Densho Digital Archive
Densho Visual History Collection
Title: Richard H. Yamamoto Interview
Narrator: Richard H. Yamamoto
Interviewer: Tom Ikeda
Location: Spokane, Washington
Date: April 27, 2006
Densho ID: denshovh-yrichard-01-0017

<Begin Segment 17>

TI: So during this period, so the war had started, the redcaps lost their jobs but they were brought back on, this incident with your father, were there other things happening in Spokane that you could remember that, that made it harder for the Japanese community during this period? Like were they restricted from doing certain things?

RY: Oh, yeah, we were restricted from going, going to certain buildings like that, we had to stay away from the telephone building, we were supposed to stay away from the railroad, we're supposed to stay away from the railroad station, railroad.

TI: Wait, wait. So you were supposed to stay away from the railroad station, but your father was a redcap. So how did that work? [Laughs]

RY: [Laughs] They had to let that go, so they can go back to work. We weren't supposed to go to the, you know, Great Northern mail department either, but that one went haywire because all the mail started going where they weren't supposed to go, and so they called them back. And so that, they were called back after, after the redcaps were called back to work. But they said the mail was going from here to there, and they weren't getting, getting to places where they were supposed to go. And we weren't supposed to go by the, you know, by the telephone building, we weren't supposed to go close to the courthouse or anything like that. But like, like I, it didn't bother me because I was working at the farm most of the time, and I didn't think much of it. One time I did think something of it was... which I shouldn't have even spoke up at that time, and it was when we, we were Japanese, group of us were at the bowling alley where we'd go, where we were going bowling. Every year, every year we were going bowling there, and this time I thought to myself, I thought, hey, we were supposed to be going up there, so I don't know why, but I'm not, I'm not the type that goes up to argue anybody, that, "Hey, it's our turn." And, and the guy says, "No, these guys were ahead of you." I says, "Oh, okay." That was the only time I ever blew up.

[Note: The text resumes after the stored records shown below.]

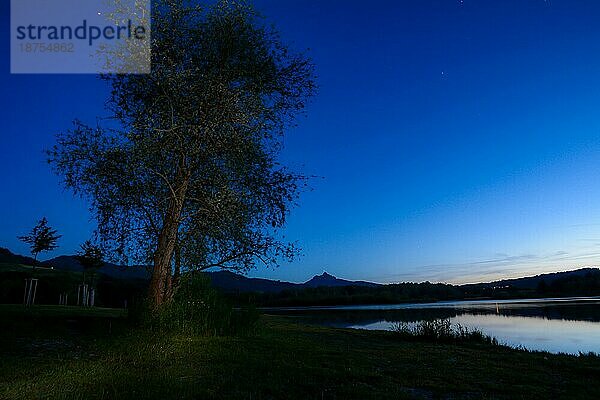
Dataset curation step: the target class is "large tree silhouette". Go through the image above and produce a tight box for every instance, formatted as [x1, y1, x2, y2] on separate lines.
[48, 0, 316, 308]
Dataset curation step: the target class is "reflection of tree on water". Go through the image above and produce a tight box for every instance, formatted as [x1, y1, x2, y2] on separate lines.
[267, 300, 600, 327]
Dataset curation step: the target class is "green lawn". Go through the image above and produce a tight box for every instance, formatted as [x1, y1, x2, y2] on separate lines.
[1, 307, 599, 399]
[0, 263, 78, 275]
[0, 304, 126, 318]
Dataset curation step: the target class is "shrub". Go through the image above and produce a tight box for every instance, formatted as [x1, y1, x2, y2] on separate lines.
[130, 274, 259, 336]
[392, 319, 498, 345]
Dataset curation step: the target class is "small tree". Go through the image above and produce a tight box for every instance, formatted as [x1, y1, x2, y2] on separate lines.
[18, 217, 61, 262]
[77, 240, 104, 285]
[76, 240, 104, 307]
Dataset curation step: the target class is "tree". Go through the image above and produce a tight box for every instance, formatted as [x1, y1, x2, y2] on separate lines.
[77, 240, 104, 285]
[48, 0, 316, 308]
[18, 217, 61, 262]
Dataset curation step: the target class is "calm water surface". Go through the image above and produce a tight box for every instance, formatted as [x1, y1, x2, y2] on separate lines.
[264, 297, 600, 354]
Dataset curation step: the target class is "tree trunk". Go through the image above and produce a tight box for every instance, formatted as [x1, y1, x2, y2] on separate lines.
[148, 169, 189, 309]
[149, 202, 182, 308]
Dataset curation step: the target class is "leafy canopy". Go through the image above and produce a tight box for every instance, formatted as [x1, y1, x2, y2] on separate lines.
[48, 0, 316, 280]
[18, 217, 61, 260]
[77, 240, 105, 271]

TI: So you thought that someone was sort of cutting in line in front of you --

RY: Yeah.

TI: -- and so you spoke up, but you were mistaken, that they weren't really cutting in line. But you were just sensitive to people, perhaps taking, taking advantage...

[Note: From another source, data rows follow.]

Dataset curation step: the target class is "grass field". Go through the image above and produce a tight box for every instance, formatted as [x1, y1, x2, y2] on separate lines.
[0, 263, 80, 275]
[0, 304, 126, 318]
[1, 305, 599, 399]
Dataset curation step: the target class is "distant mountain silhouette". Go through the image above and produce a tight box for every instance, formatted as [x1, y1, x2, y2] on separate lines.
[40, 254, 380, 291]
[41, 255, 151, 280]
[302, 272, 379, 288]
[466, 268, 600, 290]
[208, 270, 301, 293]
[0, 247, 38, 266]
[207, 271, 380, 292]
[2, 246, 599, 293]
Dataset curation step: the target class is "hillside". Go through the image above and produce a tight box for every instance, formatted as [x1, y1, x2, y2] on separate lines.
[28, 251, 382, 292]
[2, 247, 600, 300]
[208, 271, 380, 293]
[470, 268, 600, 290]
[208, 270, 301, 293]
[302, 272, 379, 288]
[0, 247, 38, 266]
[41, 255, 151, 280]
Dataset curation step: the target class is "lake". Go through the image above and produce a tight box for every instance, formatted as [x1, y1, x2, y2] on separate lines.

RY: Yeah, I was getting, I was pretty touchy at that time, but I shouldn't have been. But you know, that's the funny part of me, I don't, I don't usually get up to do that kind of stuff. But that, that day, I don't know, something must have got me. I saw these other, other parties going up before we were going up. Other than that, I never had any, any problems, you might say, problems. I never noticed anymore after that, I never noticed anybody kind of... because most of the time I was at, I was at the farms, working on the farms.